Module continuous_delivery_scripts.spdx_report.spdx_document
Definition of an SPDX Document.
Expand source code
#
# Copyright (C) 2020-2026 Arm Limited or its affiliates and Contributors. All rights reserved.
# SPDX-License-Identifier: Apache-2.0
#
"""Definition of an SPDX Document."""
from pathlib import Path
from typing import TYPE_CHECKING, List, Optional
from continuous_delivery_scripts.spdx_report.spdx_dependency import (
DependencySpdxDocumentRef,
)
from continuous_delivery_scripts.spdx_report.spdx_helpers import (
determine_spdx_value,
get_project_namespace,
)
from continuous_delivery_scripts.spdx_report.spdx_package import (
SpdxPackage,
PackageInfo,
)
from continuous_delivery_scripts.utils.configuration import (
configuration,
ConfigurationVariable,
)
from continuous_delivery_scripts.utils.hash_helpers import generate_uuid_based_on_str
from continuous_delivery_scripts.utils.python.package_helpers import PackageMetadata
if TYPE_CHECKING:
from spdx.document import Document
TOOL_NAME = "mbed-spdx-generator"
class SpdxDocument:
"""SPDX document.
See https://spdx.org/spdx-specification-21-web-version#h.4d34og8
"""
def __init__(
self,
package_metadata: PackageMetadata,
other_document_refs: List[DependencySpdxDocumentRef] = list(),
is_dependency: bool = False,
document_namespace: Optional[str] = None,
):
"""Constructor."""
self._project_root = Path(configuration.get_value(ConfigurationVariable.PROJECT_ROOT))

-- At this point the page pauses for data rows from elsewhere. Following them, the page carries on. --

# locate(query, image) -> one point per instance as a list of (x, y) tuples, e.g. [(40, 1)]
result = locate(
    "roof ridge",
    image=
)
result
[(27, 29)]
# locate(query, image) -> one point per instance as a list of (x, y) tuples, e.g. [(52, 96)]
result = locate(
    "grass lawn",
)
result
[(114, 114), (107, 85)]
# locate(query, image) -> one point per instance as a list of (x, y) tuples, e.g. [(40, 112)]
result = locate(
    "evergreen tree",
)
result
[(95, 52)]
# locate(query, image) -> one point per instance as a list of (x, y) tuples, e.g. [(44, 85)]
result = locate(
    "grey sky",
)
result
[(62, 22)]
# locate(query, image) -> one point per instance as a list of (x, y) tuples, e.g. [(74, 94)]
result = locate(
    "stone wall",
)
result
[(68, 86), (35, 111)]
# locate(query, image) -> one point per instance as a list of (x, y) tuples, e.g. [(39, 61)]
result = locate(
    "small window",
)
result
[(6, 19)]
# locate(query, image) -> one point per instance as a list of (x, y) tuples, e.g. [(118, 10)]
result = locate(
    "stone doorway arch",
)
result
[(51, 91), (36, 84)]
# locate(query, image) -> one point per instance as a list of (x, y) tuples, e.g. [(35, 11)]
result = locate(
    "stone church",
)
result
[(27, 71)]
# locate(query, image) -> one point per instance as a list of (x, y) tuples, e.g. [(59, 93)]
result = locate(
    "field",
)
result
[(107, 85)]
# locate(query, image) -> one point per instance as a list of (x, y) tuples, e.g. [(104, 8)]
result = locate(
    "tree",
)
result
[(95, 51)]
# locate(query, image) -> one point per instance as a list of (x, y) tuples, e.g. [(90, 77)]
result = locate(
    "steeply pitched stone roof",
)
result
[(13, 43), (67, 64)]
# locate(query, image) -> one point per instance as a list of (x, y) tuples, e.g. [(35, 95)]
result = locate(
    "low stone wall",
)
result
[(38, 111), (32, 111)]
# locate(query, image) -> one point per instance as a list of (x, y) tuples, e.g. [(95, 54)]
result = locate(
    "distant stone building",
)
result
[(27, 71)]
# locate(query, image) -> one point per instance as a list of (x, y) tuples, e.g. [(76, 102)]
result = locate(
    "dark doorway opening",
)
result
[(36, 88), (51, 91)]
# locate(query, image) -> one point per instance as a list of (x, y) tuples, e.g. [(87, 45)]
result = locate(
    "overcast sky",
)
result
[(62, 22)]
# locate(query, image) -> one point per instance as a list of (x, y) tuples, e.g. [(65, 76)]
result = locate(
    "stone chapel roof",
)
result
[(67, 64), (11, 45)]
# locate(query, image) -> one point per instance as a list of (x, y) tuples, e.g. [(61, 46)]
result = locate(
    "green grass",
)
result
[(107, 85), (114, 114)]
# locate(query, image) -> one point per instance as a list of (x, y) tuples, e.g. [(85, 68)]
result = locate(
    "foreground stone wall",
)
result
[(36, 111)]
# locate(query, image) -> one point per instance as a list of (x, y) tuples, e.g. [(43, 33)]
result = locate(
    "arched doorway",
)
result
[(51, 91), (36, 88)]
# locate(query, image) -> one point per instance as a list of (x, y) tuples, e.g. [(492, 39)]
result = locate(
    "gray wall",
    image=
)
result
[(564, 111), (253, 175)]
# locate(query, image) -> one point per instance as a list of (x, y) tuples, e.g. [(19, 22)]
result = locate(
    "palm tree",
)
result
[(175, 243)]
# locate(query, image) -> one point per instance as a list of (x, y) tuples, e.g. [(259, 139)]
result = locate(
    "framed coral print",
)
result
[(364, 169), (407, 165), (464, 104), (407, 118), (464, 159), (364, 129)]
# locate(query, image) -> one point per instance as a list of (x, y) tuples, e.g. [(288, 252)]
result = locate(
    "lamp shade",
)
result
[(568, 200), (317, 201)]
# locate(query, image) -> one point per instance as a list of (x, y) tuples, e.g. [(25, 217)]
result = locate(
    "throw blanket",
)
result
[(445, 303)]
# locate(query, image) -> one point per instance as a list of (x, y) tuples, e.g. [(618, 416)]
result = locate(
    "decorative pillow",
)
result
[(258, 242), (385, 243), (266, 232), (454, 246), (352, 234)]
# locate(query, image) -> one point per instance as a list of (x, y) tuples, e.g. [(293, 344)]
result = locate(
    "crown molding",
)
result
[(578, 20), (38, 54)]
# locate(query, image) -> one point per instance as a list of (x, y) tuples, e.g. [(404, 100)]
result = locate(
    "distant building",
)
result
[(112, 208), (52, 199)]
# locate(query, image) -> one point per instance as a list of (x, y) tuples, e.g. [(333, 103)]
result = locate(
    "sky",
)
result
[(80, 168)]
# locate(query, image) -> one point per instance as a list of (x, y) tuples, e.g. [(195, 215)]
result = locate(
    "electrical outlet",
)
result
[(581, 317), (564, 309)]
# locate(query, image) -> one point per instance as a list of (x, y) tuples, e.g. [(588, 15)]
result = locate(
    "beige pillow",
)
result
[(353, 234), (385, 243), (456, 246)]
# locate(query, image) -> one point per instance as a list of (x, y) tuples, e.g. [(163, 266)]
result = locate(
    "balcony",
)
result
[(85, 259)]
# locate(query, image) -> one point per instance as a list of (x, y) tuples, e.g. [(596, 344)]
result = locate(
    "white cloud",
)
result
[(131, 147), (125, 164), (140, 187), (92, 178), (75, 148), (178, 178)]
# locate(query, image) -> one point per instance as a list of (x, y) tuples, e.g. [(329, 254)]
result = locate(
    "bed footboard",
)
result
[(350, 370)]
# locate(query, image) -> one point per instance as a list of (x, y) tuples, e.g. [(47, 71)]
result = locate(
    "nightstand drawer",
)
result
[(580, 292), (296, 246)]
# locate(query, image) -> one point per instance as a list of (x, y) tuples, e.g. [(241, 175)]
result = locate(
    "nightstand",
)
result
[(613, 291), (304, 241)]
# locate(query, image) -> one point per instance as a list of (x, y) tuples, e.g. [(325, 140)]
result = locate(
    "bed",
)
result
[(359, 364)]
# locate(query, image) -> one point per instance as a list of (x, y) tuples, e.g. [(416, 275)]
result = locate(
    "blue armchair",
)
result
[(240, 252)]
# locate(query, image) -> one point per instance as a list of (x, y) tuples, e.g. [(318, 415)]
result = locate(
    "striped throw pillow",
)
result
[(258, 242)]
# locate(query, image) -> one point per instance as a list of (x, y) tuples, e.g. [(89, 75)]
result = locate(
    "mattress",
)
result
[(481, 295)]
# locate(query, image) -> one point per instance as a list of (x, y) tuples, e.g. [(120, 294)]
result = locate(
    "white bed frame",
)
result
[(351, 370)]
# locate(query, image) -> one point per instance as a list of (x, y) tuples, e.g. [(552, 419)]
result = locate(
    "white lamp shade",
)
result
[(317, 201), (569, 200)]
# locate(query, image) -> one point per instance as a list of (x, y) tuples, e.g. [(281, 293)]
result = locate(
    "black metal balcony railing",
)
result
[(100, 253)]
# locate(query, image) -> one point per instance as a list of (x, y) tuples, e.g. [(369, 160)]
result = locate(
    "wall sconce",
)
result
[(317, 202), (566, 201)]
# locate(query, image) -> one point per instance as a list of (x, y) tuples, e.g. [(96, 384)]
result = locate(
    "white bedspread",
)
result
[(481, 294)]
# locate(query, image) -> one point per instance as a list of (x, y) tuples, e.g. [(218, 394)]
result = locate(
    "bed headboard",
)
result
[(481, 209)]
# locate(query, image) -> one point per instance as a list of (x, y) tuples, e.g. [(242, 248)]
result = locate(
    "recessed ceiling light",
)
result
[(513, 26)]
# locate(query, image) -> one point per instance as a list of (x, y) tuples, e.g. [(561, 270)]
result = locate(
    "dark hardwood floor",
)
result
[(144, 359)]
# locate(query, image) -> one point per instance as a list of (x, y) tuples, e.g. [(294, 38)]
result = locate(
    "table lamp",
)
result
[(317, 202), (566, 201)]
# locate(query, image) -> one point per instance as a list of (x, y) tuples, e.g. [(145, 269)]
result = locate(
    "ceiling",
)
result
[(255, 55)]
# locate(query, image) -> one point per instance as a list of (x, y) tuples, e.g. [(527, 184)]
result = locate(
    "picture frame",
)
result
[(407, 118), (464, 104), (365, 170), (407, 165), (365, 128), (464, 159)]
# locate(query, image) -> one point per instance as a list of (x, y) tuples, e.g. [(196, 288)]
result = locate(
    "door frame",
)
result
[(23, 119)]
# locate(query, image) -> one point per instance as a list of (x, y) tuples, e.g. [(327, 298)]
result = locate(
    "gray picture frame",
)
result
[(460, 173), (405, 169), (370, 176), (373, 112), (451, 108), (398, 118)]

self._project_uuid = str(configuration.get_value(ConfigurationVariable.PROJECT_UUID))
self._project_config = Path(configuration.get_value(ConfigurationVariable.PROJECT_CONFIG))
self._project_source = self._project_root.joinpath(configuration.get_value(ConfigurationVariable.SOURCE_DIR))
self._package_metadata: PackageMetadata = package_metadata
self._is_dependency: bool = is_dependency
self._other_document_references: List[DependencySpdxDocumentRef] = other_document_refs
self._document_namespace = document_namespace
self._spdx_package: Optional[SpdxPackage] = None
@property
def document_name(self) -> str:
"""Gets document name.
See https://spdx.org/spdx-specification-21-web-version#h.wape5vaqknj2
Returns:
corresponding string
"""
return f"{self.name}-{self.version}"
@property
def document_namespace(self) -> str:
"""Gets document namespace.
See https://spdx.org/spdx-specification-21-web-version#h.1gdfkutofa90
Returns:
corresponding string
"""
if self._document_namespace:
return self._document_namespace
return self._generate_namespace()
def _generate_namespace(self) -> str:
"""Generates a document namespace."""
if self._is_dependency:
url_base = "http://spdx.org/spdxdocs"
uuid = generate_uuid_based_on_str(self.document_name)
return f"{url_base}/{self.document_name}-{uuid}"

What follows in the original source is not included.